Assignment #5
Political Science 328
This assignment will be due in hard copy form in the department dropbox (outside 745 SWKT) AND uploaded on Learning Suite before 1:30 pm, Thursday, February 14. Turn in the assignment electronically on Learning Suite (separately for each part of the assignment), and on paper (in four separate documents) in the Political Science dropbox. Remember that no late assignments will be accepted.
Type your answers in a regular font (e.g. Times Roman 12). (As noted later, Stata .do files and .log files are displayed in Courier 8.)
This assignment is divided into four parts. You must submit your answers to each part separately, as we will have a different TA grade each part. Make sure that your name, section number as well as the problem set and part number (e.g. Assignment 4, Part 1) are clearly listed on each part. Students who fail to do so may be penalized on the assignment.
If necessary, re-read the section in the syllabus on group work in Academic Honesty and Plagiarism (here) to make sure you are giving proper credit to those you work with and/or the text(s) you use for each problem. As a reminder, you are in violation of this course's policies as well as the Honor Code if you are sharing electronic portions of your assignment with other people. That includes emailing other people code (even snippets of code), .do files, Word files, or anything else related to a problem set. Your assignment must represent your own work. Please work together: We encourage you to do so! But remember that when working together you should product your own independent work product.

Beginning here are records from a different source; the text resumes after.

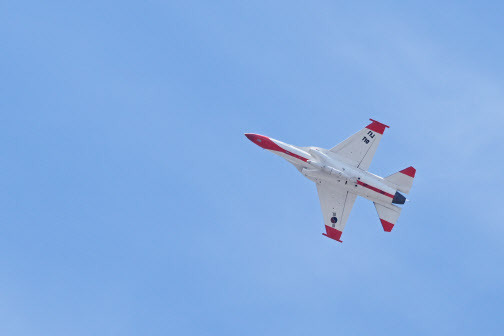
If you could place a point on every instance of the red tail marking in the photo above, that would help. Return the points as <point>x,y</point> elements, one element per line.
<point>410,171</point>
<point>377,126</point>
<point>333,233</point>
<point>387,226</point>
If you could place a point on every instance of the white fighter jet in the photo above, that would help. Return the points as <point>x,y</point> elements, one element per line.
<point>341,175</point>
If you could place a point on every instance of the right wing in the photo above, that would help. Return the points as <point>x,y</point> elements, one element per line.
<point>359,149</point>
<point>336,205</point>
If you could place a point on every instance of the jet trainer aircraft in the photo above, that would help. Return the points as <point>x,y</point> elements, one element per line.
<point>341,175</point>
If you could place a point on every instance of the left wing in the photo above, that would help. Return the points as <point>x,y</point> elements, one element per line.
<point>336,205</point>
<point>359,149</point>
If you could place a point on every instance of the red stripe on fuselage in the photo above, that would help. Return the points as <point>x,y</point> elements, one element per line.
<point>267,143</point>
<point>375,189</point>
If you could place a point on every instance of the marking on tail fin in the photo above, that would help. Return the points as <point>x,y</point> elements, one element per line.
<point>410,171</point>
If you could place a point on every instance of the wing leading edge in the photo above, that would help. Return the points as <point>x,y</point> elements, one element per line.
<point>336,204</point>
<point>359,149</point>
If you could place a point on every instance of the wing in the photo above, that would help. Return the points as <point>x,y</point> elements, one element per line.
<point>336,205</point>
<point>359,149</point>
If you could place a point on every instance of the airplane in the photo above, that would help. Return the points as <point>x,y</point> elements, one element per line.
<point>341,175</point>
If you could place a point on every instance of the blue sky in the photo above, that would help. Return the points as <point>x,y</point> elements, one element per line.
<point>132,204</point>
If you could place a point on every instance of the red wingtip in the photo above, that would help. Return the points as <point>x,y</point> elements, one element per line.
<point>377,126</point>
<point>410,171</point>
<point>387,226</point>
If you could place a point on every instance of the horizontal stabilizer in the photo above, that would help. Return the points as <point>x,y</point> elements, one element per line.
<point>402,180</point>
<point>388,215</point>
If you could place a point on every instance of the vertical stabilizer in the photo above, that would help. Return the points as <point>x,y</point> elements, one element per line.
<point>388,215</point>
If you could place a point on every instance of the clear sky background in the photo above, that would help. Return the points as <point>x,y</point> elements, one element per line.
<point>132,204</point>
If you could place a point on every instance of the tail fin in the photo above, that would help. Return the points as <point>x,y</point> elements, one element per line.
<point>402,180</point>
<point>388,215</point>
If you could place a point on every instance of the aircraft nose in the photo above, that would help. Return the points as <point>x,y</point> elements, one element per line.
<point>250,136</point>
<point>259,140</point>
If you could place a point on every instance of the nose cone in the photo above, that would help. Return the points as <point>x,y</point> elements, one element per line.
<point>259,140</point>
<point>399,198</point>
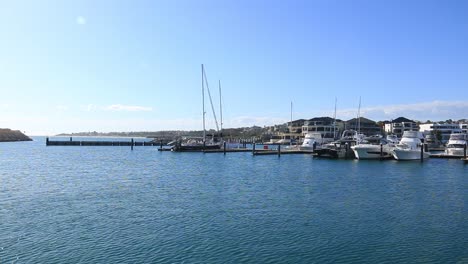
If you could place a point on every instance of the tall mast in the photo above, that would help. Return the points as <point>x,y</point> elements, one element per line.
<point>290,132</point>
<point>220,107</point>
<point>359,116</point>
<point>203,103</point>
<point>334,122</point>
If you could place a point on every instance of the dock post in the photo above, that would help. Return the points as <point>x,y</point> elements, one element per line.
<point>464,151</point>
<point>422,152</point>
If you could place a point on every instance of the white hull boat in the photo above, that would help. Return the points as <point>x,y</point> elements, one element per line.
<point>456,145</point>
<point>370,151</point>
<point>409,147</point>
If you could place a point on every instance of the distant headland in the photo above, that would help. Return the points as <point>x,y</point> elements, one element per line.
<point>8,135</point>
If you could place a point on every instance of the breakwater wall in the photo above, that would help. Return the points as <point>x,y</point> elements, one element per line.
<point>8,135</point>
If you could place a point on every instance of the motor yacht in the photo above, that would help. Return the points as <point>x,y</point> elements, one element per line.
<point>409,147</point>
<point>456,144</point>
<point>374,147</point>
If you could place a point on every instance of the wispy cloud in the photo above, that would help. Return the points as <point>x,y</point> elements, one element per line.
<point>117,108</point>
<point>62,107</point>
<point>81,20</point>
<point>130,108</point>
<point>434,110</point>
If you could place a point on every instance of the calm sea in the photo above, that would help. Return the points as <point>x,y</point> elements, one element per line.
<point>113,205</point>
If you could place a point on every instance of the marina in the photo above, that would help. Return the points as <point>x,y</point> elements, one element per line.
<point>91,202</point>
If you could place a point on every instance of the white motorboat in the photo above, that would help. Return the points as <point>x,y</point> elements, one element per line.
<point>374,148</point>
<point>313,140</point>
<point>456,144</point>
<point>409,147</point>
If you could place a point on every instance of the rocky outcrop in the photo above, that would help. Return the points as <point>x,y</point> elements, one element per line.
<point>8,135</point>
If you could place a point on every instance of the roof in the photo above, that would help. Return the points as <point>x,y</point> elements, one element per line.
<point>402,119</point>
<point>362,120</point>
<point>324,119</point>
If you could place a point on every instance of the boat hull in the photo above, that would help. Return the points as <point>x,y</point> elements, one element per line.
<point>403,154</point>
<point>195,148</point>
<point>455,152</point>
<point>372,152</point>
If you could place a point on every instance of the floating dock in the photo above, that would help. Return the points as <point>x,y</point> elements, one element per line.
<point>98,143</point>
<point>445,156</point>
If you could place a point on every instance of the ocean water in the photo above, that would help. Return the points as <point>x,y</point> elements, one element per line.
<point>114,205</point>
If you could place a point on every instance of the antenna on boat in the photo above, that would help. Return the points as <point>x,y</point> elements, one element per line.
<point>290,132</point>
<point>211,101</point>
<point>220,108</point>
<point>203,103</point>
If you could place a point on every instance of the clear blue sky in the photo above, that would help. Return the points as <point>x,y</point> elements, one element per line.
<point>135,65</point>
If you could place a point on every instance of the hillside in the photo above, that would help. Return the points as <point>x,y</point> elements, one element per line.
<point>8,135</point>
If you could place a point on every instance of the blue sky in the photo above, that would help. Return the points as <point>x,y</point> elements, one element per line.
<point>69,66</point>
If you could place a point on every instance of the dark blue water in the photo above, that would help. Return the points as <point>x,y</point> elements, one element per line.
<point>112,205</point>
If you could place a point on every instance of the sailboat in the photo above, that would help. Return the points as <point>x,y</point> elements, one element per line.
<point>202,143</point>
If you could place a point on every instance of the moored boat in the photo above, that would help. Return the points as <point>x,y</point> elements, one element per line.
<point>374,148</point>
<point>410,147</point>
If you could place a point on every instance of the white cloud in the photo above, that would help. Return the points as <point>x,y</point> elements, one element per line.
<point>116,108</point>
<point>435,110</point>
<point>130,108</point>
<point>62,107</point>
<point>81,20</point>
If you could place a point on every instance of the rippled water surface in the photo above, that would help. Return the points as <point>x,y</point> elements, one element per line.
<point>113,205</point>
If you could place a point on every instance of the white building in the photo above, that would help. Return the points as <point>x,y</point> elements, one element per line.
<point>400,125</point>
<point>464,128</point>
<point>444,129</point>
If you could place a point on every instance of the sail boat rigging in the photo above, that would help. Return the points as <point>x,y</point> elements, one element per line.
<point>201,144</point>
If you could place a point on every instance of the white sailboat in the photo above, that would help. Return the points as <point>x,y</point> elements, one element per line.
<point>456,144</point>
<point>409,147</point>
<point>197,143</point>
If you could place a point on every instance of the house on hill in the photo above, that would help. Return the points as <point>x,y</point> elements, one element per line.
<point>363,125</point>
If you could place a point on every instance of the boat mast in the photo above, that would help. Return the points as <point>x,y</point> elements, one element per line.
<point>334,122</point>
<point>290,132</point>
<point>211,102</point>
<point>203,103</point>
<point>220,108</point>
<point>359,116</point>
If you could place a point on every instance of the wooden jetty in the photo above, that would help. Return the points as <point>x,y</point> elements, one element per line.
<point>72,142</point>
<point>445,156</point>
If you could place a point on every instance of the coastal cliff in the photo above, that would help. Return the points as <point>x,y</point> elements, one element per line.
<point>8,135</point>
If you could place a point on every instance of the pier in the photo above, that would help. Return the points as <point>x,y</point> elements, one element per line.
<point>72,142</point>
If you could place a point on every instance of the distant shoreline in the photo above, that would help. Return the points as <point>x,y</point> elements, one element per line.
<point>8,135</point>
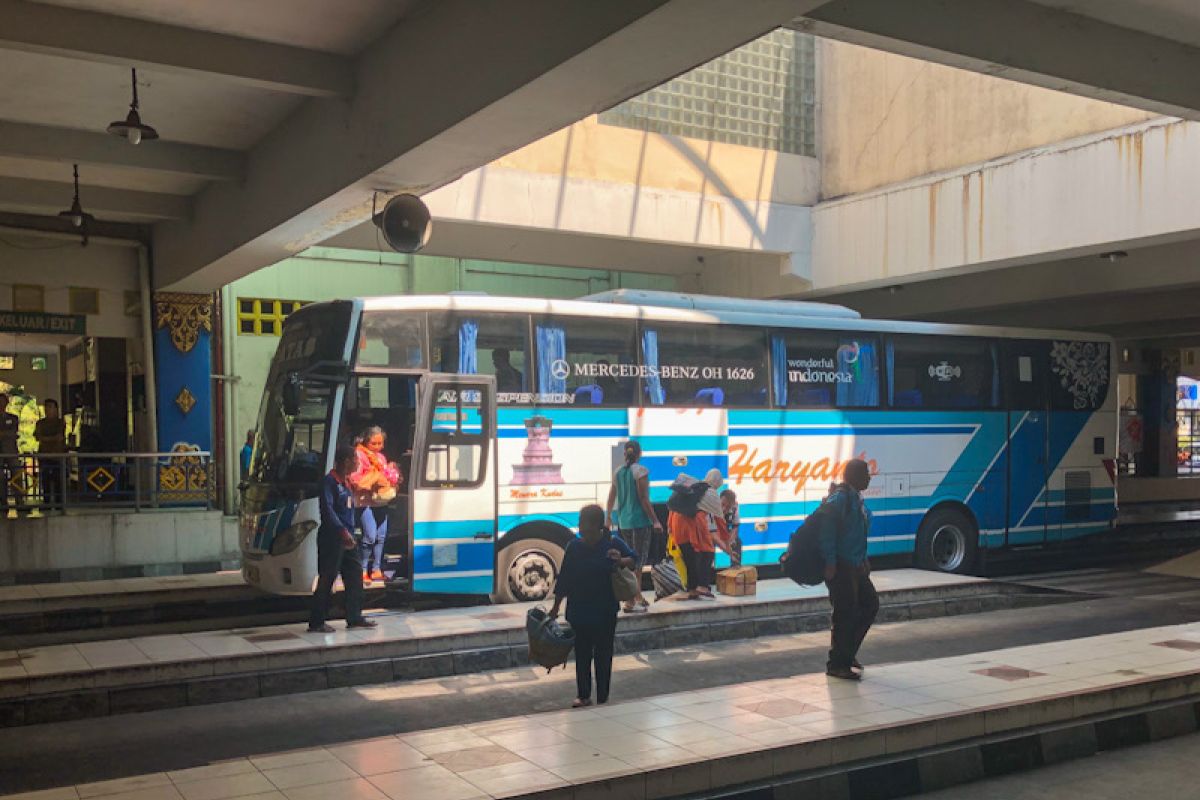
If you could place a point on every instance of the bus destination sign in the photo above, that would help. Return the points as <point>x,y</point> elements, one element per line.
<point>28,322</point>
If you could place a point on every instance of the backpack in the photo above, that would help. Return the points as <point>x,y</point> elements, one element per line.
<point>803,561</point>
<point>685,499</point>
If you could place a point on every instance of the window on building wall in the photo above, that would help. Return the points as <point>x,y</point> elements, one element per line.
<point>583,361</point>
<point>691,365</point>
<point>84,301</point>
<point>825,370</point>
<point>942,372</point>
<point>264,317</point>
<point>761,95</point>
<point>28,298</point>
<point>468,343</point>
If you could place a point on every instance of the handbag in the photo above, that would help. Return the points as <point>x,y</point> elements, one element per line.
<point>625,584</point>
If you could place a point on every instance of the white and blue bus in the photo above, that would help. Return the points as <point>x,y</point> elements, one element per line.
<point>507,415</point>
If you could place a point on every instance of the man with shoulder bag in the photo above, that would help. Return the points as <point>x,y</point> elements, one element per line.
<point>843,539</point>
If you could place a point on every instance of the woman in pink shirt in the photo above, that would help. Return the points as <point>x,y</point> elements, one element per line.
<point>375,482</point>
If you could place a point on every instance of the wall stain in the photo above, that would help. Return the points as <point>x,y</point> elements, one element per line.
<point>933,223</point>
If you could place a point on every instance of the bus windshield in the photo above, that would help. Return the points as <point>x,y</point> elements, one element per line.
<point>292,441</point>
<point>294,419</point>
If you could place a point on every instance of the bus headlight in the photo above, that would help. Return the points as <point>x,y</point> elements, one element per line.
<point>292,537</point>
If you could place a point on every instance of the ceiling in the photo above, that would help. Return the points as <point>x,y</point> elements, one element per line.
<point>203,118</point>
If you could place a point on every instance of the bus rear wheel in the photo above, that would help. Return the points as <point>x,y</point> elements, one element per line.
<point>527,571</point>
<point>948,541</point>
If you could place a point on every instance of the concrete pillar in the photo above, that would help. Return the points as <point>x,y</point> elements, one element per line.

Solve the following problems. Show all of your work, but keep your answers concise. Include a copy of your input and output: your .do file and your .log file. However, do not include unnecessary output (i.e. no data dumps), and format any output so that it is easily readable. Convert Stata output (logs and do-files) to Courier 8 with single-spacing. Explanation includes statistical and substantive explanation (explain so that a statistical layperson can understand it, and so that a statistical analyst will see your erudition). Highlight your answer.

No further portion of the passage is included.